Marca: Coca-Cola. Título: SLURP. Agência: Saatchi & Saatchi, Copenhagen. Direcção: Christian Eagles Borg. Dinamarca, Março 2014.
Fatal
Nos últimos dias, não houve tempo para publicar artigos. Chama-se a isso uma bolha de trabalho. Em consonância, escolhi um anúncio que não dá vontade de rir. Uma excelente paródia de um certo tipo de cinema: estranho com suspense. O final é surpreendente: o mal desconhecido é apetitoso.
Marca: Fatburger. Título: The Last Great Stand. Agência: Pablo Escargot. Direção: Brian Charles Lehrer. EUA, Abril 2013.
Antes e depois de Hollywood
Que não há nada que supere Hollywood, já se sabe. Que há contadores de histórias e douradores de histórias, também. Apesar de tanta sabedoria, não fomos nós mas os argentinos a avançar com uma paródia esclarecedora.
Anunciante: Argentina New Cinema. Título: Love Story. Agência: Saatchi & Saatchi. Direção: Dos Ex Maquina. Argentina, Janeiro 2013.
Os quatro elementos
Este anúncio da Lamborghini causa admiração mas não espanto.

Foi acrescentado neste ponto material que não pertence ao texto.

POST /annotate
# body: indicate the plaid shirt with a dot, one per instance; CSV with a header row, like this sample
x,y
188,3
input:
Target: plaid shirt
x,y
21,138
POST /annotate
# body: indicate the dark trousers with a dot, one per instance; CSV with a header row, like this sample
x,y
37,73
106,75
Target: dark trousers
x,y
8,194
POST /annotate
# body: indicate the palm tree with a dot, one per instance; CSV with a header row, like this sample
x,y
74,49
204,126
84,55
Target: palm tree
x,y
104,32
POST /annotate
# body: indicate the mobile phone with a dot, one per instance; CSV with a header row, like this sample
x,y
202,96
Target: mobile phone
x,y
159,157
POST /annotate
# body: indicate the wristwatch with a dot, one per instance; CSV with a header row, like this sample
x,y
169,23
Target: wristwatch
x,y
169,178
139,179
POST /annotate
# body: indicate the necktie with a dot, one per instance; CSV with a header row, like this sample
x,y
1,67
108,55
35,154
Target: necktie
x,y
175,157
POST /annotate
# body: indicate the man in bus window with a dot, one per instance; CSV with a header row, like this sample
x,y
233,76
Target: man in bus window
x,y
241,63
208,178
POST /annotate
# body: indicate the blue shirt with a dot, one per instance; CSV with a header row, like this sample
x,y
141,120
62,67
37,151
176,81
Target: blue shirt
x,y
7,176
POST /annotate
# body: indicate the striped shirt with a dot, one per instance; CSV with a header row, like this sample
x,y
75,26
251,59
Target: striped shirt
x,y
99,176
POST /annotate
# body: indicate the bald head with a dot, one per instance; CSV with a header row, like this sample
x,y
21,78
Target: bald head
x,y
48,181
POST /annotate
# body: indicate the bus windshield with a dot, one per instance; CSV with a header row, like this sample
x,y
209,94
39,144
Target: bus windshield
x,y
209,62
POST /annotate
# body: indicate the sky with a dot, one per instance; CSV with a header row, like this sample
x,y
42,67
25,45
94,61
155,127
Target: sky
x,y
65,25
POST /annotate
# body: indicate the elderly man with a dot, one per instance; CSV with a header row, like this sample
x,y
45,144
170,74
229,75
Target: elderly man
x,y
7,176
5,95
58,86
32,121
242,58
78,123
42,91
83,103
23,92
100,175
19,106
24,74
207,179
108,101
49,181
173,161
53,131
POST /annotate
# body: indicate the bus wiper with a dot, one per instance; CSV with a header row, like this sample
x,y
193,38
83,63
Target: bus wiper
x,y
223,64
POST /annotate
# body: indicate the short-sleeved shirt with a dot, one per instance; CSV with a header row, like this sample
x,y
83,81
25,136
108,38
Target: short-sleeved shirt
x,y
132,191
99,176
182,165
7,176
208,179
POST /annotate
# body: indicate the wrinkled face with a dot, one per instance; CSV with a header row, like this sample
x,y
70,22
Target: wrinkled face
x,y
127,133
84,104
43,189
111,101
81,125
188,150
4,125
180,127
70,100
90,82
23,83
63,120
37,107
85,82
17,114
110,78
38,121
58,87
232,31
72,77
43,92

Lembra muitas imagens e passagens do cinema, da banda desenhada, da pintura e, até, da publicidade. Lembra, antes de mais, Os Quatro Elementos de Arcimboldo. A própria ideia de fusão de elementos não é nova. O que não obsta a que seja um anúncio de grande qualidade com imagens soberbas.
Marca: Lamborghini. Título: The channelling of the Four Elements. Abril 2012.
Corta!
Corta! Corta! Corta! Estas cenas de filmagem comportam tantos cortes que sobram apenas as cabeças. Humor brasileiro desinibido e macabro. Trata-se, no entanto, de ficção: o vídeo é brasileiro e retalha corpos; não é português, nem adapta salários.
Marca: São Paulo Creative Club. Título: Gold Magic. Agência: Borghierh/Lowe Prodigo. Direção: Vellas & Laga. Brasil. Abril 2012.